Blair, along with wife Cherie and eldest son Euan, are believed to own a total of 38 properties. The families’ property portfolio includes flats in north-west England which Mrs Blair and their son let out via an existing company, Oldbury Residential Ltd, which holds investments worth £2.4m in the year ending April 2016.
The family has reportedly banked at least £1.7m in profits from buying and selling nine properties, and they also have an extensive portfolio of private homes, including a £9m five-storey Georgian townhouse which they purchased in 2004 and a £10m Grade I-listed Buckinghamshire manor house.
Now Mr and Mrs Blair have set up another company, Harcourt Ventures Ltd, to let and manage properties, with Tony Blair owning half of the shares and his wife named as the sole director.
Landlords incorporating to reduce tax liabilities
Setting up a limited company is one of several ways in which private landlords have responded to recent tax changes within the private rented sector. These changes include increases in stamp duty and cuts to mortgage tax relief introduced in April which no longer allow landlords to offset mortgage interest from their rental income.
The reduction of Mortgage Interest Relief, first proposed by former Chancellor George Osborne in the 2015 Summer Budget, eliminated landlords operating as sole traders from deducting mortgage interest payments from their rental income to reduce their tax liabilities.
Cherie Blair Law Firm Hired By Landlord Group
Landlord groups have fought several failed campaigns against the tax changes via petitions and talking their case to the High Court hiring Cherie Blair’s law firm, Omnia strategy, to argue that the tax changes breach landlord’s human rights.
Speaking after the landlords lost a high court review in October last year Mrs Blair said: “We know the case has been supported and followed with interest by a large number of individual landlords. Many of these landlords now face challenging times ahead.
“From the outset, the legal process was just one aspect of our clients’ fight against this unfair measure.
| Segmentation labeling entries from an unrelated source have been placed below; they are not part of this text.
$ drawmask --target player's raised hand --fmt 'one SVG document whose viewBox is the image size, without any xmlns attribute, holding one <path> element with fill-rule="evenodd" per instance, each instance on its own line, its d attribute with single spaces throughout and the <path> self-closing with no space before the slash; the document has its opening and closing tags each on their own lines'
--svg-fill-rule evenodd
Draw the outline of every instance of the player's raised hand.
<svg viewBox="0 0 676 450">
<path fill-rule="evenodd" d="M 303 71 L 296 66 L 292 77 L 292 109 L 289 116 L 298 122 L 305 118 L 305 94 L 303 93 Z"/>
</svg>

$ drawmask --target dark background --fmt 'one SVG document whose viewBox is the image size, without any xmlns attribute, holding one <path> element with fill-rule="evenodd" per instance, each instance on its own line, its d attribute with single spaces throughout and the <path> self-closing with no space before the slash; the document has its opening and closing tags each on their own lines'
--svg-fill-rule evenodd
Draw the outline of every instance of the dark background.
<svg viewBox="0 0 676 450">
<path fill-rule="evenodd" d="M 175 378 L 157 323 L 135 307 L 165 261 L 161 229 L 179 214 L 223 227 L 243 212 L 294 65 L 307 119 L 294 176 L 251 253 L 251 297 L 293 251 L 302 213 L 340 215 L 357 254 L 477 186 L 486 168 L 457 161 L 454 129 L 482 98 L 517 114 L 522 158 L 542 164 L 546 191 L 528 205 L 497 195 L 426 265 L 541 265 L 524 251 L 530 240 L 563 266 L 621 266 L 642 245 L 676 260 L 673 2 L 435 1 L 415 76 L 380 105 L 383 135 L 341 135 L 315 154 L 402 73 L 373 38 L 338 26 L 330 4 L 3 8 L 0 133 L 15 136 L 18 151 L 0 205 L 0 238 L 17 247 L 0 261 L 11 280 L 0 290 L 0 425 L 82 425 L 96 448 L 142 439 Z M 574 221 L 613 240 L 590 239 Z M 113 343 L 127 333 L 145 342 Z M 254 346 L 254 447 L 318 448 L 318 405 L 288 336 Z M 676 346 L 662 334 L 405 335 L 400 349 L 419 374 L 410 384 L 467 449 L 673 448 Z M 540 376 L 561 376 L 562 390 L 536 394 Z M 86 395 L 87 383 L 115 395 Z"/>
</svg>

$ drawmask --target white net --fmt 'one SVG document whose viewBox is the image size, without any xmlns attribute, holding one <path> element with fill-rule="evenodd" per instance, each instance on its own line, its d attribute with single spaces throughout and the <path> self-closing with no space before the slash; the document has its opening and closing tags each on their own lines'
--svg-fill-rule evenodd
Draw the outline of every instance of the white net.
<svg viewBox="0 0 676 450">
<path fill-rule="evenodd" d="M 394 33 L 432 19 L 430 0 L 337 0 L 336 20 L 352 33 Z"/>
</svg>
Together with their impressive and growing coalition, they will continue to engage with the government, and the legal team wishes them every success.”
Buy-to-let landlords are now incorporating their lettings operations as limited companies to avoid the tax changes and to secure additional finances to buy more properties according to industry statistics.
The proportion of homes available for rent in the UK, owned by a company landlord, reached 20 per cent in the first quarter of 2017 – the highest number since records began in 2010.
Landlords incorporating their businesses to avoid the tax changes would have to pay stamp duty land tax on the transaction, which now stands at 3 per cent. Capital gains charged on the transfer to the company may be deferred until it is sold again and profits are taxed at 20 per cent, though this is set to reduce to 18 per cent by 2020.
The deferment of capital gains tax is called incorporation relief, but in order to qualify landlords must demonstrate that the property is part of an actual business rather than just a passive investment. Some landlords are now claiming to provide additional services such as cleaning or gardening in order to lower their tax liability.
Incorporated landlords can claim £5,000 per year as a tax-free dividend but any income over this amount will be charged at 7.5 per cent for basic-rate taxpayers, 32.5 per cent for higher-rate payers and 38.1 per cent for additional-rate payers.
However, most financial experts advise that the statutory obligations and costs involved in running a company outweigh any tax savings for most landlords unless they have a sizeable property portfolio.